Foi aí que Roseli disse para eles a sua idéia:
Por que você não começa a lutar judô,
e o Plínio começa a jogar futebol num clube?
Plínio ficou ressabiado, torceu a boca e perguntou:
E daí? O que você acha que vai acontecer se
a gente fizer essa troca? Os nossos pais nem vão deixar.
Roseli deu um sorriso. Depois, respondeu:
Ora, os pais de vocês vão ficar confusos...

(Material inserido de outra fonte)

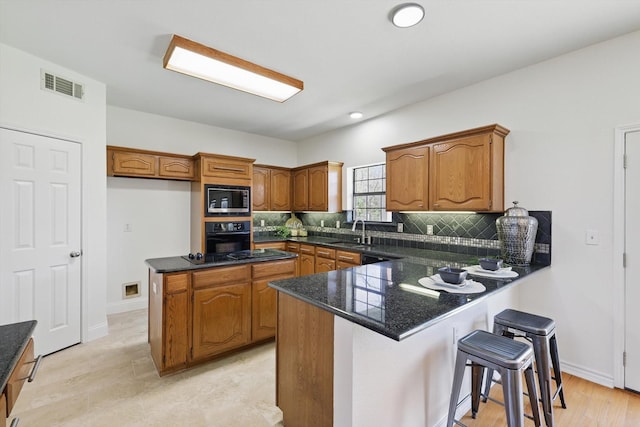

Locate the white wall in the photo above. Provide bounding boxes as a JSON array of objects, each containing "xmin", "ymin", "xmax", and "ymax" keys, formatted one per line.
[
  {"xmin": 107, "ymin": 106, "xmax": 297, "ymax": 313},
  {"xmin": 0, "ymin": 44, "xmax": 107, "ymax": 341},
  {"xmin": 298, "ymin": 32, "xmax": 640, "ymax": 385}
]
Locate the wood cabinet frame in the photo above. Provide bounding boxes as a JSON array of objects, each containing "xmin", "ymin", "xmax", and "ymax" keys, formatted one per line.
[{"xmin": 382, "ymin": 124, "xmax": 509, "ymax": 212}]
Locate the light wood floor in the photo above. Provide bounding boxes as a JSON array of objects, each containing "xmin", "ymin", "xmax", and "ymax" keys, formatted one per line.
[
  {"xmin": 460, "ymin": 373, "xmax": 640, "ymax": 427},
  {"xmin": 12, "ymin": 310, "xmax": 640, "ymax": 427}
]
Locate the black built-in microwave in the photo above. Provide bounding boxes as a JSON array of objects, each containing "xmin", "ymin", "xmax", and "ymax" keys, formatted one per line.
[{"xmin": 204, "ymin": 184, "xmax": 251, "ymax": 216}]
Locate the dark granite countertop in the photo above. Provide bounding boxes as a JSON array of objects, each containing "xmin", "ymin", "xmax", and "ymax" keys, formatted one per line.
[
  {"xmin": 0, "ymin": 320, "xmax": 37, "ymax": 392},
  {"xmin": 253, "ymin": 235, "xmax": 477, "ymax": 264},
  {"xmin": 145, "ymin": 249, "xmax": 297, "ymax": 273},
  {"xmin": 269, "ymin": 260, "xmax": 547, "ymax": 341}
]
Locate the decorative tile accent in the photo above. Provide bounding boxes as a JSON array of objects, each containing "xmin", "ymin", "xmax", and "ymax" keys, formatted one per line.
[{"xmin": 253, "ymin": 211, "xmax": 551, "ymax": 265}]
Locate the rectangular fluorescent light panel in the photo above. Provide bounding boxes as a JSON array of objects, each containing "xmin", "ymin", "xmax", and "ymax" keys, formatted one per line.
[{"xmin": 163, "ymin": 34, "xmax": 304, "ymax": 102}]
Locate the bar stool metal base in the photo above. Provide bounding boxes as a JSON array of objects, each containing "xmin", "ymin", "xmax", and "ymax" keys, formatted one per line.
[
  {"xmin": 447, "ymin": 330, "xmax": 540, "ymax": 427},
  {"xmin": 483, "ymin": 309, "xmax": 567, "ymax": 427}
]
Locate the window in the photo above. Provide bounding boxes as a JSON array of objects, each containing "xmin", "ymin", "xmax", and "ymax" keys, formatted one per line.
[{"xmin": 353, "ymin": 163, "xmax": 391, "ymax": 222}]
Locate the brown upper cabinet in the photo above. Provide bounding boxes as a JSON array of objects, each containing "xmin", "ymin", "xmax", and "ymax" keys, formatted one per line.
[
  {"xmin": 194, "ymin": 153, "xmax": 255, "ymax": 186},
  {"xmin": 251, "ymin": 165, "xmax": 291, "ymax": 211},
  {"xmin": 292, "ymin": 161, "xmax": 343, "ymax": 212},
  {"xmin": 383, "ymin": 124, "xmax": 509, "ymax": 212},
  {"xmin": 107, "ymin": 145, "xmax": 195, "ymax": 181}
]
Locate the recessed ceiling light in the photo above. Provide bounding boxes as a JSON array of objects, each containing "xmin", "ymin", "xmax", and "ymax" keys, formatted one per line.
[
  {"xmin": 391, "ymin": 3, "xmax": 424, "ymax": 28},
  {"xmin": 163, "ymin": 34, "xmax": 304, "ymax": 102}
]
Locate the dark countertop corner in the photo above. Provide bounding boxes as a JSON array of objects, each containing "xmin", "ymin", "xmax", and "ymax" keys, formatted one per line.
[{"xmin": 0, "ymin": 320, "xmax": 37, "ymax": 391}]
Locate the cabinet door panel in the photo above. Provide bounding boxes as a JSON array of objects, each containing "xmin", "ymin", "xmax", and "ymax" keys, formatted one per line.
[
  {"xmin": 431, "ymin": 135, "xmax": 491, "ymax": 210},
  {"xmin": 386, "ymin": 146, "xmax": 429, "ymax": 211},
  {"xmin": 309, "ymin": 166, "xmax": 329, "ymax": 212},
  {"xmin": 112, "ymin": 151, "xmax": 156, "ymax": 176},
  {"xmin": 158, "ymin": 157, "xmax": 195, "ymax": 179},
  {"xmin": 271, "ymin": 169, "xmax": 291, "ymax": 211},
  {"xmin": 251, "ymin": 277, "xmax": 278, "ymax": 341},
  {"xmin": 162, "ymin": 290, "xmax": 189, "ymax": 369},
  {"xmin": 293, "ymin": 169, "xmax": 309, "ymax": 211},
  {"xmin": 193, "ymin": 283, "xmax": 251, "ymax": 359},
  {"xmin": 251, "ymin": 167, "xmax": 271, "ymax": 211}
]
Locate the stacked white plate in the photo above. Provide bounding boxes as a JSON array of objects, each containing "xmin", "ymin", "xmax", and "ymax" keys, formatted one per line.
[{"xmin": 464, "ymin": 265, "xmax": 518, "ymax": 279}]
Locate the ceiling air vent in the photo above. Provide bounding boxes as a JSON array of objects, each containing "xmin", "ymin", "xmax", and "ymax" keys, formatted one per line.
[{"xmin": 40, "ymin": 70, "xmax": 84, "ymax": 99}]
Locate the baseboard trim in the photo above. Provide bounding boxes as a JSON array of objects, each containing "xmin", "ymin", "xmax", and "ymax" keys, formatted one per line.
[
  {"xmin": 107, "ymin": 297, "xmax": 148, "ymax": 314},
  {"xmin": 84, "ymin": 321, "xmax": 109, "ymax": 342},
  {"xmin": 560, "ymin": 361, "xmax": 615, "ymax": 388}
]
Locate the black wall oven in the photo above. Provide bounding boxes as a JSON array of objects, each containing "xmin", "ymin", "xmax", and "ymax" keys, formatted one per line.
[
  {"xmin": 204, "ymin": 184, "xmax": 251, "ymax": 217},
  {"xmin": 204, "ymin": 221, "xmax": 251, "ymax": 255}
]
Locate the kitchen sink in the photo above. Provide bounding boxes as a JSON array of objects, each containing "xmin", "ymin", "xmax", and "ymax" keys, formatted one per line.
[{"xmin": 333, "ymin": 242, "xmax": 373, "ymax": 249}]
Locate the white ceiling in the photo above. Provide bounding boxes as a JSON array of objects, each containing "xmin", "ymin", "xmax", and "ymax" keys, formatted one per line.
[{"xmin": 0, "ymin": 0, "xmax": 640, "ymax": 141}]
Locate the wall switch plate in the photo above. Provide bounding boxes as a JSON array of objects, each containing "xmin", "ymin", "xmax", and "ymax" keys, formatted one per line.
[{"xmin": 585, "ymin": 230, "xmax": 600, "ymax": 245}]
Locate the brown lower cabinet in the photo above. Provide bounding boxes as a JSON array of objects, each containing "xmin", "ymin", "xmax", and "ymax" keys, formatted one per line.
[
  {"xmin": 0, "ymin": 393, "xmax": 8, "ymax": 427},
  {"xmin": 276, "ymin": 292, "xmax": 333, "ymax": 427},
  {"xmin": 149, "ymin": 259, "xmax": 296, "ymax": 376}
]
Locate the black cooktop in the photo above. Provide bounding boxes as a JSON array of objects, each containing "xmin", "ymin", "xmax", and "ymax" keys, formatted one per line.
[{"xmin": 182, "ymin": 249, "xmax": 275, "ymax": 265}]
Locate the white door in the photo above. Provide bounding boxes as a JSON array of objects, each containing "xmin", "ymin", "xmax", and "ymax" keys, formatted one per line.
[
  {"xmin": 0, "ymin": 128, "xmax": 81, "ymax": 354},
  {"xmin": 624, "ymin": 131, "xmax": 640, "ymax": 391}
]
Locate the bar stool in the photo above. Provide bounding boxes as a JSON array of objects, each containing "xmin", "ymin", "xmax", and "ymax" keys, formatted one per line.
[
  {"xmin": 447, "ymin": 330, "xmax": 540, "ymax": 427},
  {"xmin": 483, "ymin": 309, "xmax": 567, "ymax": 427}
]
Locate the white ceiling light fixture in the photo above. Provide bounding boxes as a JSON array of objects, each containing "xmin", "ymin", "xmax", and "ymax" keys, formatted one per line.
[
  {"xmin": 163, "ymin": 34, "xmax": 304, "ymax": 102},
  {"xmin": 390, "ymin": 3, "xmax": 424, "ymax": 28}
]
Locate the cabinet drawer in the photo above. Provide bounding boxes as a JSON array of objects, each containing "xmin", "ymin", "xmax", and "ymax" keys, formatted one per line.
[
  {"xmin": 285, "ymin": 242, "xmax": 300, "ymax": 253},
  {"xmin": 336, "ymin": 251, "xmax": 360, "ymax": 265},
  {"xmin": 165, "ymin": 273, "xmax": 189, "ymax": 294},
  {"xmin": 202, "ymin": 157, "xmax": 253, "ymax": 180},
  {"xmin": 251, "ymin": 259, "xmax": 296, "ymax": 280},
  {"xmin": 193, "ymin": 264, "xmax": 251, "ymax": 288},
  {"xmin": 253, "ymin": 242, "xmax": 286, "ymax": 251},
  {"xmin": 113, "ymin": 151, "xmax": 156, "ymax": 176},
  {"xmin": 300, "ymin": 245, "xmax": 316, "ymax": 255},
  {"xmin": 316, "ymin": 246, "xmax": 336, "ymax": 259},
  {"xmin": 158, "ymin": 157, "xmax": 194, "ymax": 179},
  {"xmin": 5, "ymin": 338, "xmax": 34, "ymax": 416}
]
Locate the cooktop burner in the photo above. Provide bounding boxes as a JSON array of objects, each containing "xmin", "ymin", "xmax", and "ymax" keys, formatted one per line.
[{"xmin": 182, "ymin": 249, "xmax": 273, "ymax": 265}]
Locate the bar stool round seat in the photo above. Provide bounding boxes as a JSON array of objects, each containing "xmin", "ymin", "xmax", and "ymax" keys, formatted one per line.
[
  {"xmin": 447, "ymin": 330, "xmax": 540, "ymax": 427},
  {"xmin": 483, "ymin": 309, "xmax": 567, "ymax": 427}
]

Como assim, Roseli? quis saber Marcelo.
A menina, então, explicou o seu plano, cochichando no ouvido
de cada um.
Os dois meninos acharam que o plano de Roseli poderia mesmo dar
certo. Ficaram contentes. O problema é que precisavam de
um quimono para o Marcelo, pois o de Plínio ficava apertado
nele.
A gente pega um molde e faz um quimono de papel sugeriu
a menina.
Na semana seguinte, Marcelo pediu a seu Teodoro que o levasse a
um treino de judô.
Já que eu gosto de futebol e você de basquete
disse Marcelo para o pai, não vou fazer nem uma
coisa nem outra. Vou fazer judô.
Mas você não tem quimono, filho.
Pode deixar, pai disse Marcelo, todo contente.
Eu arrumo um quimono.
Naquele mesmo dia, Plínio pediu ao pai que o levasse a um
clube para jogar futebol.
Você quer que eu faça handebol, não é,
pai? Eu prefiro judô. Então, vou jogar futebol. Assim
a gente fica em paz!
Como Roseli havia previsto, seu Hamílton e seu Teodoro ficaram
confusos. Conversaram no mesmo dia, pelo telefone, e entenderam
que os filhos tinham feito um combinado: a troca dos esportes, só
para ver como eles reagiriam.
Em vez de ficarem bravos, os adultos acharam engraçado o
estratagema dos garotos.
Logo depois dessa conversa, os pais procuraram os filhos e disseram
a eles que tinham entendido tudo. Plínio poderia lutar judô
o quanto quisesse e ganharia um quimono.
Marcelo recebeu do pai um pacote e, quando abriu, viu que havia
dentro uma camiseta da seleção de futebol, com o número
10 nas costas!
Cheios de alegria, os meninos se abraçaram e foram juntos
ao apartamento de Roseli, que tinha acabado de tomar banho e estava
muito cheirosa. Ela ficou feliz depois que eles contaram que o plano
dela tinha dado certo e que agora cada um ia fazer o esporte que
queria mesmo fazer.
Marcelo tirou de um saquinho plástico um tubo de cartolina
branca e o desenrolou em cima da mesa da sala.
Esse é o meu quimono de papel, Roseli. Nem precisamos
dele. Fica de presente para você. Os três se abraçaram
forte, como só os verdadeiros amigos se abraçam.